Wells House
Led by member and IU curator Sherry Rouse, BPC members toured the Wells House in July.

By Ron Johnson

Nearly two dozen BPC members absorbed Indiana University history on a July 26 field trip to the Herman B Wells House.

Wells was IU president from 1937 to 1962, and he continued as chancellor until his death in 2000.

He remains a university icon. The university grew exponentially during Wells’ presidency, and his imprints on the university were numerous and long lasting. He recruited nationally-renowned faculty, supervised planning and construction, developed and preserved green space, and led desegregation on campus.

Starting in 1961, the federal-style house on 10th Street, across from IU’s Wells Library, was his home.

Leading the tour was BPC treasurer Sherry Rouse, the curator of campus art for the IU Office of Risk Management.

The two-bedroom house had been built in 1939 by Lloyd and Lillian (Riley) Setser.

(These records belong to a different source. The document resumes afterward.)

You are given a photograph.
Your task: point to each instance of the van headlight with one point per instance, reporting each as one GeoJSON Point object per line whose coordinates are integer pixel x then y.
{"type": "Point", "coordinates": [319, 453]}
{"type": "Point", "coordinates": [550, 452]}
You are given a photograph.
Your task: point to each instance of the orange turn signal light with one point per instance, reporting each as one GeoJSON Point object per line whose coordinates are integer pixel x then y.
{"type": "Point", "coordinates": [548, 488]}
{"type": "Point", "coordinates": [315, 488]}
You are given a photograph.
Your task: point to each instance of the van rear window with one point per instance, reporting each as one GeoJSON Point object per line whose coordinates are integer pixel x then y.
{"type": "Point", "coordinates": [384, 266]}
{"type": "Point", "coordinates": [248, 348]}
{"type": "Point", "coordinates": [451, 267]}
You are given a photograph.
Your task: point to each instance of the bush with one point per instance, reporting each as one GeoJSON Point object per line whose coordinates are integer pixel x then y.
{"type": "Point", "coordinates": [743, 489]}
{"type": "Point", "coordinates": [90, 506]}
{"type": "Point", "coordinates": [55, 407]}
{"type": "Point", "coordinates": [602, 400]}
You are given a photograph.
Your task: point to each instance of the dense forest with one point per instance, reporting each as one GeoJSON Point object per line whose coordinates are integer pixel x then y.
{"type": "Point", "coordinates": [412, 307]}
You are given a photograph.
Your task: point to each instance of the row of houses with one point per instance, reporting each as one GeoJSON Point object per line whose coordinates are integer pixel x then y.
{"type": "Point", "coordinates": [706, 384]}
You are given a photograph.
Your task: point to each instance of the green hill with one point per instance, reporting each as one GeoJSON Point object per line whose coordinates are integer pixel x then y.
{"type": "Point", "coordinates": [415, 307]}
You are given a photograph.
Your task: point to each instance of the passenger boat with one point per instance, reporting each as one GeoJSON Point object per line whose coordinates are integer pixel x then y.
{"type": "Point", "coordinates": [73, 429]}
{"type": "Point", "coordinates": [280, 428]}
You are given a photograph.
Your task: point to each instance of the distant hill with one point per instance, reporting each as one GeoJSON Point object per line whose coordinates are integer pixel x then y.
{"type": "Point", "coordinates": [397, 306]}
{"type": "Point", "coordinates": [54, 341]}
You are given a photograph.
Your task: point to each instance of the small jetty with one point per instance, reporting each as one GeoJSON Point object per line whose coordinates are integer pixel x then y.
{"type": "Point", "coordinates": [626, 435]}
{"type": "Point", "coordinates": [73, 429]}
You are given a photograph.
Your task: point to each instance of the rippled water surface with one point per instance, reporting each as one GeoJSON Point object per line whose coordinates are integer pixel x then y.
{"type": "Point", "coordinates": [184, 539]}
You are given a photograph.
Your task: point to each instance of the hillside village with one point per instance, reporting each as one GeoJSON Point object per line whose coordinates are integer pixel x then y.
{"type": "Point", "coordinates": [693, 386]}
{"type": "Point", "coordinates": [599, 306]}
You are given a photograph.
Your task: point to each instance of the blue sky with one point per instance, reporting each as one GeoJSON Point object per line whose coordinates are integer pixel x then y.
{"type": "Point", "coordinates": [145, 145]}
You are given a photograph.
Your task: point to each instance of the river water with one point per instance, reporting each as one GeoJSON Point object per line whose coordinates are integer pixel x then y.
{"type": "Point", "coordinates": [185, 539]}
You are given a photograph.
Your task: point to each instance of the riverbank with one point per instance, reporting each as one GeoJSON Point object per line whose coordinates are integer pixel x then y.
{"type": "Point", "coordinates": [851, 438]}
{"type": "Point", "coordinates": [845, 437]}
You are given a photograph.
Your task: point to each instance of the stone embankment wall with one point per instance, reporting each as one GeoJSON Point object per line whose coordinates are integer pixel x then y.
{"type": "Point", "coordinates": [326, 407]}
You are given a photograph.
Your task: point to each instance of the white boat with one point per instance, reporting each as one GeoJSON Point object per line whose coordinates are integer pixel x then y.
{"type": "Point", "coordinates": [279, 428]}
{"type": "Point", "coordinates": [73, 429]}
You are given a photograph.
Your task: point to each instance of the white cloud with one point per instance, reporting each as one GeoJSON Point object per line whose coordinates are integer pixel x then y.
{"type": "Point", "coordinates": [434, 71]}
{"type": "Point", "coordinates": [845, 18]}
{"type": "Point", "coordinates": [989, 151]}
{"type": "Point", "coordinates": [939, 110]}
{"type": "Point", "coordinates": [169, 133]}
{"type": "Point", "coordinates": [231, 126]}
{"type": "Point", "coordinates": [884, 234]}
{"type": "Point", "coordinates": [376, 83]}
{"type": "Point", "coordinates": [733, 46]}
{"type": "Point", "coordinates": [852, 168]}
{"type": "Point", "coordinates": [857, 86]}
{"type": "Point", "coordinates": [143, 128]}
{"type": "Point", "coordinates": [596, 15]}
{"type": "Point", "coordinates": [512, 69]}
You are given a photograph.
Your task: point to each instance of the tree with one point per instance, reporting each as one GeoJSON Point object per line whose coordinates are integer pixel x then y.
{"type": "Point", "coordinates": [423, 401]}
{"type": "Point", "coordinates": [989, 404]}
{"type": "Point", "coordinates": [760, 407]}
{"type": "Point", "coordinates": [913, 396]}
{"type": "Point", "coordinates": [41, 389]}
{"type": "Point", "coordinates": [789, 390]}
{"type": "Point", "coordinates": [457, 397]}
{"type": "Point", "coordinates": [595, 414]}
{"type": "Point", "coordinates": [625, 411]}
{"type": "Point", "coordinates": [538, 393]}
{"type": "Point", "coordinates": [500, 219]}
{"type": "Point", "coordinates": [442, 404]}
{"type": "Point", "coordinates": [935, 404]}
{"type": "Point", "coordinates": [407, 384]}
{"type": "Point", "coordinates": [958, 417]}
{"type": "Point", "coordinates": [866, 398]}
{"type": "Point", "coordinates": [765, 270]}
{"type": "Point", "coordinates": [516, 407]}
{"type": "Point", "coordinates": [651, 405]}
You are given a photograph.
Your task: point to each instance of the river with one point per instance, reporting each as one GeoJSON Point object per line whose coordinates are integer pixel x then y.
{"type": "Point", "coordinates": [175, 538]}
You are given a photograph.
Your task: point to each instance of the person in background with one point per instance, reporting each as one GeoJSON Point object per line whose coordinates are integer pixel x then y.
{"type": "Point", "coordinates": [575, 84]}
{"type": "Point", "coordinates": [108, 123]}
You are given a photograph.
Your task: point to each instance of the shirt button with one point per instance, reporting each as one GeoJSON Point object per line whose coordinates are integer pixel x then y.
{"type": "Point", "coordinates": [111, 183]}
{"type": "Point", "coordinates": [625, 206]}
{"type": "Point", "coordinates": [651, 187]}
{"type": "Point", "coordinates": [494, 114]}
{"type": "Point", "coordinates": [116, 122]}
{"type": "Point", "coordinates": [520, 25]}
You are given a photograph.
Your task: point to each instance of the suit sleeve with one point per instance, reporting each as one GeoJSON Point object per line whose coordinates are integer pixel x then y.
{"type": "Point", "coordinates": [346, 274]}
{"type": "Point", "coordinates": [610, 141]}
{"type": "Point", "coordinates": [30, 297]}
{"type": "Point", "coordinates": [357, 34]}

Lloyd was IU’s first full-time real-estate manager, and Lillian was an antique dealer and former schoolteacher.

The scalloped wood trim, French doors and secluded back yard reflected Wells, Rouse said. So did the art and antique furniture and glassware he acquired from near and far, not just for his house, but for other campus buildings.

After Wells’ death, furnishings were eventually dispersed and/or sold. Among Rouse’s duties, she said, was the long-term challenge to refurbish the house with period pieces, including some of Wells’ own furniture, art and glassware.

BPC members ate lunch above what was once Wells’ swimming pool, now a small banquet room at the rear of the house. Rouse then led members through the first-floor breakfast room, dining room, living room and study, before moving to the second-floor master bedroom, guest room and study.